WOLF HUNT. From the Washington Post: "U.S. District Judge Donald Malloy in Missoula .... has denied a proposed settlement agreement between the U.S. Fish and Wildlife Service and 10 conservation groups that would have lifted endangered species protections for wolves in Montana and Idaho .... [an] agreement that could have led to public hunting of some 1300 wolves in the two states. In the 24-page decision, Molloy cited the court's lack of authority to put part of an endangered species population under state management and expose that population to hunting, noting 'Congress has clearly determined that animals on the ESA must be protected' .... He also said he couldn't approve the settlement proposed in March because not all the parties involved with the case agreed with it. Part of the argument for the settlement was that it would end litigation, but Molloy noted that was unlikely given the opposition by some to the proposed settlement."
This is a thorny issue with no easy solutions. As I described in a previous post, fragile but workable coalitions of ranchers, conservationists and wildlife management agencies have, in isolated instances, found common ground for compromise, with all parties subscribing to a limited wolf management plan which safeguards ranchers' interests without unduly impacting wolf populations. These coalitions do not exist everywhere, however. On a regional basis, there remains much distrust, even animosity, among the various players. Hence the need for a consistent federal policy. That is what Judge Molloy defended in his decision.
I am not convinced that turning wolf management wholesale over to state agencies is appropriate. The governments of Idaho and Montana are notoriously pro-rancher and anti-wolf. To authorize the slaughter of 1300 wolves by avid sport hunters who have no knowledge of which specific animals may be preying on cattle or sheep, is asking for disaster. Why? Because under such a wholesale assault, the surviving wolves will pass on their genetic code to future generations, including coding which predisposes them to prey opportunistically on livestock. We've already seen this unintended result with coyotes, which have actually increased in numbers and range in spite of the best efforts of humans to eradicate them through poison, aerial hunting, and trapping.
A targeted, surgical hunt would avoid this, when coupled with ranchers taking easy and effective measures to discourage wolf predation. Those few successful coalitions adopt this very approach. In the interim, Judge Molloy's conservative approach is correct. Better to continue to protect these magnificent, and still endangered, predators, than to risk a second eradication from the landscape of the West. Wolves were an integral part of the food web long before European settlers claimed the land. Their hunting of older, crippled, or diseased animals from ungulate herds has the effect of keeping prey populations healthier over the long term.

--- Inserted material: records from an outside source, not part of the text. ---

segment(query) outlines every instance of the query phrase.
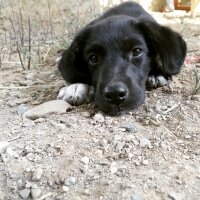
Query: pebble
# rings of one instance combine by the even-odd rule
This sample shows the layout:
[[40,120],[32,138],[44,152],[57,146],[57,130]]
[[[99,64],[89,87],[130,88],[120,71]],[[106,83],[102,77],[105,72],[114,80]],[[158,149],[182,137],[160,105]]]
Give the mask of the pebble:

A sidenote: yes, of course prey populations of elk and deer and bison have declined since the wolf reintroduction. This is because during the decades-long absence of wolves, those same populations had blossomed beyond the ability of the environment to sustain them. Their numbers needed to be thinned. Top predators are a necessary culling agent in any healthy ecosystem.
MISSING PRESIDENT. Economist Paul Krugman (see image below), with some justification, takes President Obama to task for essentially becoming a doormat to Republican interests in the debates over the federal budget. Mr. Obama is legitimately perceived as a conciliator -- it is one of his most valuable skills. Yet making preemptive concessions to conservative interests before they are even asked for, is verging into weakness.
As Krugman observes, "Despite the ferocious opposition he has faced since the day he took office, Mr. Obama is clearly still clinging to his vision of himself as a figure who can transcend America's partisan differences. And his political strategists seem to believe that he can win re-election by positioning himself as being conciliatory and reasonable, by always being willing to compromise. But if you ask me, I'd say that the nation wants -- and more important, what the nation needs -- a president who believes in something, and is willing to take a stand. And that's not what we're seeing."
It is a thankless task being president, and doubly so being the nation's first black president. Act too aggressively, and you're seen as militant and threatening. Act too meekly, and the opposition will walk all over you. I speak as one of his supporters when I say that finding the effective middle ground is, at least in the context of budget negotiations, something which Mr. Obama has yet to achieve. On balance, whether our leader is black or white, male or female, liberal or conservative, I'd prefer someone who takes a clear stand first, then negotiates from there.